LARA editor Glenn Sands provides a summary of the latest happenings across the low-fare airline and regional aviation industry.

On 24 October, the fifth prototype of China’s home-built narrowbody passenger jet, a C919 (coded 105), completed its first flight from Shanghai Pudon International Airport, demonstrating that manufacturer Comac’s flight-test programme remains on track for 2019.

This is the penultimate aircraft of six, which are scheduled to participate in flight trials until the end of this year. Prototype 105 remained airborne for one hour and 37 minutes and will be the airframe that will undergo cold and hot weather testing. Engineering teams will carry out testing on the C919’s drainage system, electrical supply and other test bed items.

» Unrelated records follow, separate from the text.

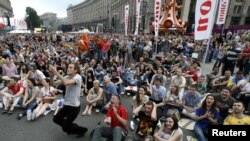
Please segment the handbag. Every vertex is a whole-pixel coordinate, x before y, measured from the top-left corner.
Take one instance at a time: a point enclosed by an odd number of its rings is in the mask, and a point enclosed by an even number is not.
[[[53,100],[52,99],[43,99],[43,103],[49,103],[52,104]]]

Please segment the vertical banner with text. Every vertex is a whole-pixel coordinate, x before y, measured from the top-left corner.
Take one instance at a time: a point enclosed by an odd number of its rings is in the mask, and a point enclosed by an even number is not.
[[[197,0],[195,9],[195,40],[209,39],[214,25],[217,0]]]
[[[220,0],[216,24],[225,24],[230,0]]]
[[[138,35],[140,22],[141,0],[136,0],[136,21],[135,21],[135,35]]]
[[[155,37],[159,35],[160,7],[161,0],[155,0]]]
[[[128,35],[128,15],[129,15],[129,5],[125,5],[125,35],[127,36]]]

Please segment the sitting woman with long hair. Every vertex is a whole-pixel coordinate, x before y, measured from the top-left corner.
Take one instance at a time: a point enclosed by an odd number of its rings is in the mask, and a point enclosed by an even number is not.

Amid the fanfare in China, it now appears likely that the nation will have its first home-built narrowbody airliner in widespread service within the next two to four years. But accusations from the US and from technology company CrowdStrike allege Beijing co-ordinated an elaborate cyber-espionage campaign against several foreign aircraft manufacturers that worked on, and supplied, Comac’s C919 components. Since the alleged cyberattack took place, Comac’s chief technology officer, Yang Zhigang, has denied the claims in an interview with South China Post. He said that the rising tensions between the US and China might well see American suppliers “restricted” from doing business with Comac.

As yet, CrowdStrike has not made public evidence showing that its network was attacked by China, but the claim has fired a warning shot to aircraft manufacturers currently developing aircraft within a similar class.

It was only last year that Bombardier and Mitsubishi were in court, with the former claiming that technology had been transferred unfairly when employees moved to the Japanese aircraft manufacturer and took sensitive engineering details with them.

As the regional and LCC airline market outpaces the established big long-haul operators in growth, it appears aircraft manufacturers will have to be far more guarded with their innovations and technology breakthroughs, just as many defence companies are. I just wonder what impact this may have in terms of future media announcements at events such as Farnborough and Paris.